26 luglio 2017

DOPO L’ACCORDO DI PROGRAMMA SUGLI SCALI

Riflessioni tra giustizia e democrazia


Il modo ‘apocalittico’ con cui si è conclusa la così detta prima Repubblica, non poteva che influenzare equilibri e confini della declinazione dei principi della ‘Dichiarazione dei diritti dell’uomo e del cittadino’ che dal lontano 1789 rappresentano la premessa di ogni sistema democratico. Nell’evoluzione della giustizia nelle moderne democrazie, ci si è via via evoluti dalla concezione hobbesiana per inoltrarsi nella dinamiche di una giustizia di tipo ‘giuspositivista’, ovvero dell’idea della legge, quale comando del sovrano, che viene resa efficace dalla minaccia di sanzioni.

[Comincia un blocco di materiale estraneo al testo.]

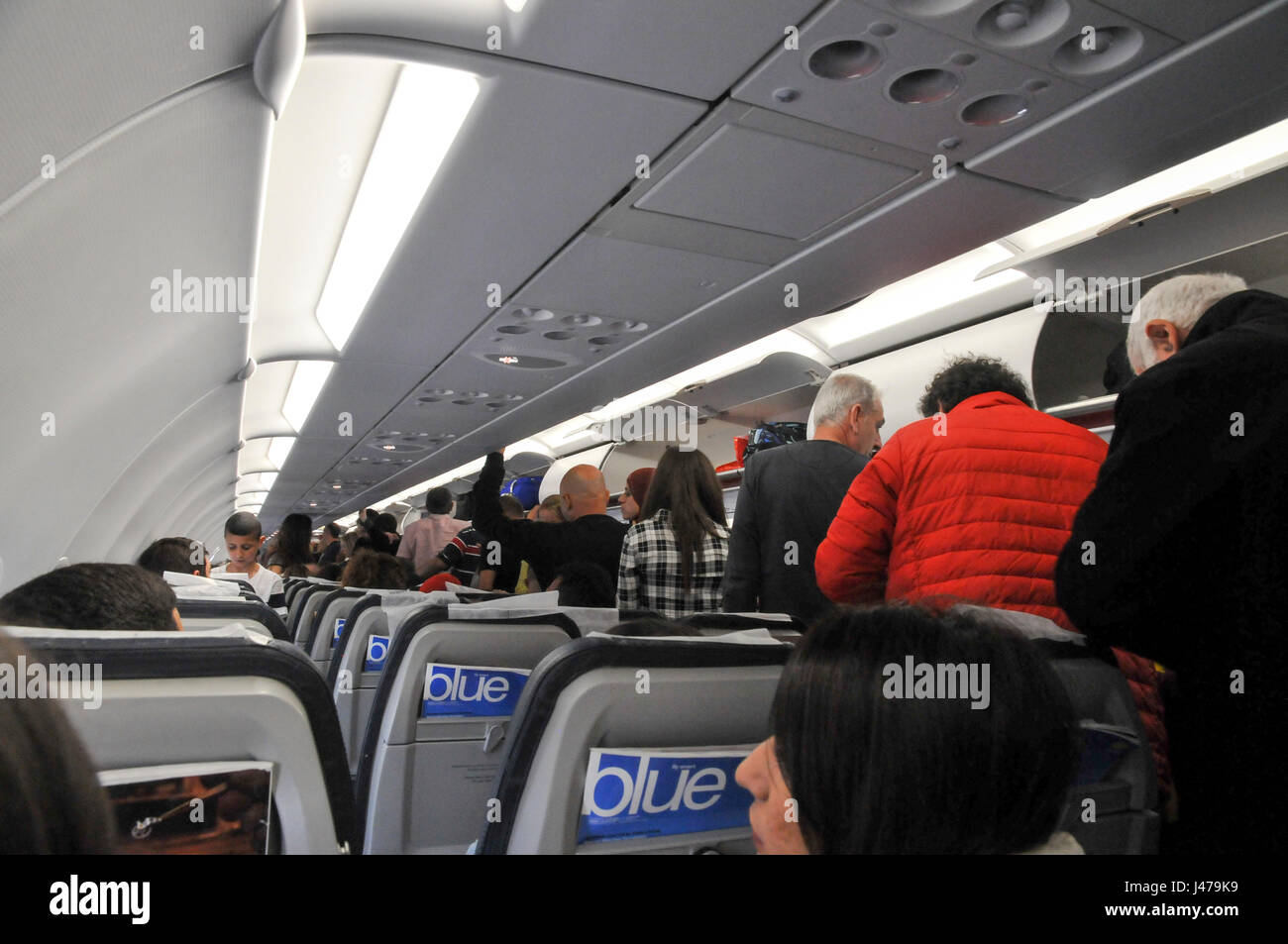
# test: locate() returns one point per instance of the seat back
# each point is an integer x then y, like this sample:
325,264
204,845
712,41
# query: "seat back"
782,626
1113,805
321,636
183,700
634,719
305,610
359,660
211,613
424,778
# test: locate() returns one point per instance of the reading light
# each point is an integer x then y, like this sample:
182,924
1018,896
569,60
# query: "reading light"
940,286
1245,157
278,449
257,481
424,116
305,385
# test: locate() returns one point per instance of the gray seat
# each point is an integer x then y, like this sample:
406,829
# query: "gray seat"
424,782
211,613
590,694
352,677
305,609
179,698
320,636
1113,805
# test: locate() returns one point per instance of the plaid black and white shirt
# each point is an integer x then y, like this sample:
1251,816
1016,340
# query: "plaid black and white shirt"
648,576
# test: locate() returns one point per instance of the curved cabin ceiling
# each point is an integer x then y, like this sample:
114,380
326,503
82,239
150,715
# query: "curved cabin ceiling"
536,271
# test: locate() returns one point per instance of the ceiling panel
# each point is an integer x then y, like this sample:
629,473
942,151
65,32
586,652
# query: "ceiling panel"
769,183
1184,18
71,69
320,153
688,48
911,82
540,154
887,245
616,279
1047,35
80,262
1194,99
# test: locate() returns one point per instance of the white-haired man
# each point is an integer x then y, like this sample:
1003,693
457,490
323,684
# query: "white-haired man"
1180,552
789,498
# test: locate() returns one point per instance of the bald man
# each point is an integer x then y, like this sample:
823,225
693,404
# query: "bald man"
587,533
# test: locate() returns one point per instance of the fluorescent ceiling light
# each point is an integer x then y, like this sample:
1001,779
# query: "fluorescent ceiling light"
278,449
307,382
934,288
1225,166
256,481
527,446
425,114
737,360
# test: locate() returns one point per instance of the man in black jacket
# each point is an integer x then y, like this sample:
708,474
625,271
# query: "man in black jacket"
1180,552
790,496
588,533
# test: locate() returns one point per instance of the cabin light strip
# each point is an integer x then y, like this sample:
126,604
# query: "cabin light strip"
1215,170
425,114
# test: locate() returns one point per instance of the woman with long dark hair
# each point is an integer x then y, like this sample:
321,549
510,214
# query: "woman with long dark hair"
868,763
673,559
292,544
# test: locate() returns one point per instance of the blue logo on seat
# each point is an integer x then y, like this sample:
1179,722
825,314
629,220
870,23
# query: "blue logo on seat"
472,690
634,793
377,648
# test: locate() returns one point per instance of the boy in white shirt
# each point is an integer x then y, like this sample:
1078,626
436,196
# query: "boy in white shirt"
243,539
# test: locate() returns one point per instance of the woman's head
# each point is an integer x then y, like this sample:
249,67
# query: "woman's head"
294,537
636,488
374,571
52,801
686,485
867,760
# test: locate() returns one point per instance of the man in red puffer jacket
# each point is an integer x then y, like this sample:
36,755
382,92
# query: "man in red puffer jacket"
975,502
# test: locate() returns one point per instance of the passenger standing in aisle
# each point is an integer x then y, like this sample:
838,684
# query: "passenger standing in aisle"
789,498
674,558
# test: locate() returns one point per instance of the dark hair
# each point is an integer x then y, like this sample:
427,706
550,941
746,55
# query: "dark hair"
438,501
686,484
969,376
292,540
652,626
877,775
244,524
174,554
374,571
584,583
91,596
53,802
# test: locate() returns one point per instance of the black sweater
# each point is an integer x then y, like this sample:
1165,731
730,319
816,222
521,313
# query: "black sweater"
596,539
1189,527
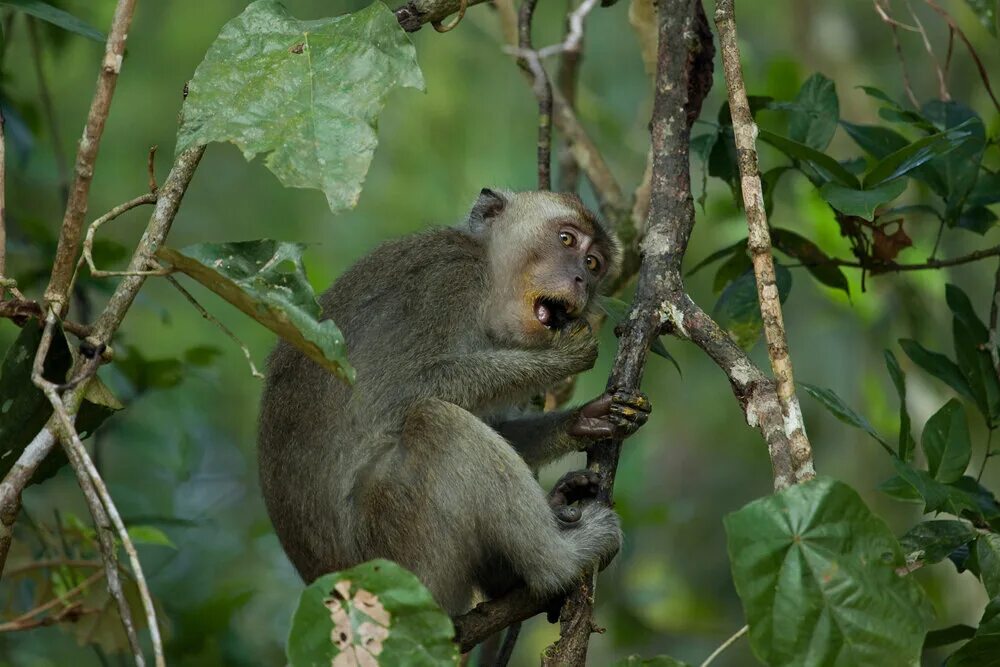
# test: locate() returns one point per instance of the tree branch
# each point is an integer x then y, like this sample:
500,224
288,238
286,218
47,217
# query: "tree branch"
683,79
76,209
759,242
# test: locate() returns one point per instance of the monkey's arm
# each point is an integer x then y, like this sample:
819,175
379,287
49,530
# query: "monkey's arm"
541,438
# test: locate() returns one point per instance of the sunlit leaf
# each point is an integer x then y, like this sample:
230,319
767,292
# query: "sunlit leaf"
946,443
914,154
815,112
876,140
906,445
56,16
862,203
307,93
931,541
843,412
816,572
826,165
266,280
377,613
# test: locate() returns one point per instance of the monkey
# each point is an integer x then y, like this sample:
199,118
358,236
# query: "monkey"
422,460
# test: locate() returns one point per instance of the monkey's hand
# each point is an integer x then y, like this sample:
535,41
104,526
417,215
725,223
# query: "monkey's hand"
616,414
577,346
569,490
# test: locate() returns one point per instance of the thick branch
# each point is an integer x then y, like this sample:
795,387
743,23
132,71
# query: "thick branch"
683,79
759,242
76,208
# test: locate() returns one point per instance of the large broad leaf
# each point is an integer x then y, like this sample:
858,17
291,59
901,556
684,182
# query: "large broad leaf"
829,169
843,412
875,140
817,262
984,648
931,541
862,202
954,174
915,154
24,409
946,442
814,114
308,93
376,613
816,572
937,365
267,281
738,309
906,443
56,16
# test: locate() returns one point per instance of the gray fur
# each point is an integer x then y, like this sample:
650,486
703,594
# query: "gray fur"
402,465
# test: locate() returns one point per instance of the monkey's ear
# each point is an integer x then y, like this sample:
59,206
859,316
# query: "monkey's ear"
488,206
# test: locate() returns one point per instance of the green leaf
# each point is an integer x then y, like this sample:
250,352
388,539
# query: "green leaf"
932,541
24,409
954,174
876,140
150,535
738,310
914,154
945,441
717,255
267,281
983,649
618,310
949,635
374,609
56,16
988,558
937,365
906,445
862,203
816,572
813,118
986,10
658,661
817,262
841,411
830,169
308,93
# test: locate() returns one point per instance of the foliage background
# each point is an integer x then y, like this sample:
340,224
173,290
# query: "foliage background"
182,457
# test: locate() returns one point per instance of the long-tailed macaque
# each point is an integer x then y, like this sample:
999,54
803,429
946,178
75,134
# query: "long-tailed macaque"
421,461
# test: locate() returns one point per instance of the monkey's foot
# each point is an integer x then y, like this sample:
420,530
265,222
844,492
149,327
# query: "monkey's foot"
573,487
614,414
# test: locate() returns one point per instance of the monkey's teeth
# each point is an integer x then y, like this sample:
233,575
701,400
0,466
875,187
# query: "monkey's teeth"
543,313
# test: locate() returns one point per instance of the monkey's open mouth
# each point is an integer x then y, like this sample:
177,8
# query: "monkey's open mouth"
553,312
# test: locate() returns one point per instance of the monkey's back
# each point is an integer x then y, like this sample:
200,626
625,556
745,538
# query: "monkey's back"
318,437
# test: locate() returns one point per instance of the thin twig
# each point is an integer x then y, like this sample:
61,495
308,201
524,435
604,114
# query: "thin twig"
88,241
58,152
530,59
759,244
19,622
211,318
942,80
726,644
893,25
76,209
968,45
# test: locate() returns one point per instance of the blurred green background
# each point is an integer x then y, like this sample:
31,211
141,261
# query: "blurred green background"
183,457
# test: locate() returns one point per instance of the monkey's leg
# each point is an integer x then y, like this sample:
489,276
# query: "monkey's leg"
488,509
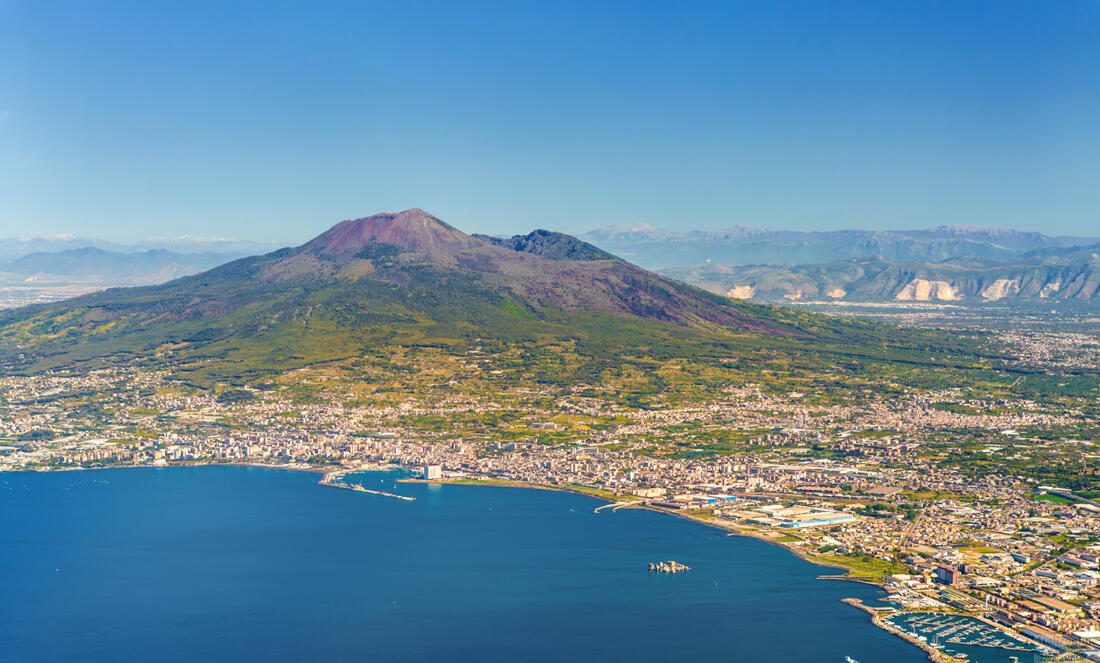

09merlo28FBDa questi principi è nata la teoria dell’efficacia dell’ordinamento giuridico secondo la quale il diritto deve essere positivamente considerato come una specifica tecnica sociale per cui il legislatore raggiungerà o tenterà di raggiungere, lo stato sociale che desidera, collegando al comportamento umano ritenuto, dal legislatore stesso, socialmente nocivo, un determinato atto coattivo dello Stato. Posizionare il ruolo della giustizia al centro di ogni scenario, non la poteva sottrarre dal rischio di essere immune da influenze, e da questa preoccupazione è scaturito un fecondo dibattito giuridico, filosofico e culturale sul rischio delle influenze in una giustizia giusta, così come potevano non emergere più che fondate riflessioni sul rischio di legami con la natura da cui le leggi promanassero: ideologia e morale, sino al punto che illustri filosofi del diritto sostenessero che la validità legale di una norma non possa mai dipendere dalla sua validità etica.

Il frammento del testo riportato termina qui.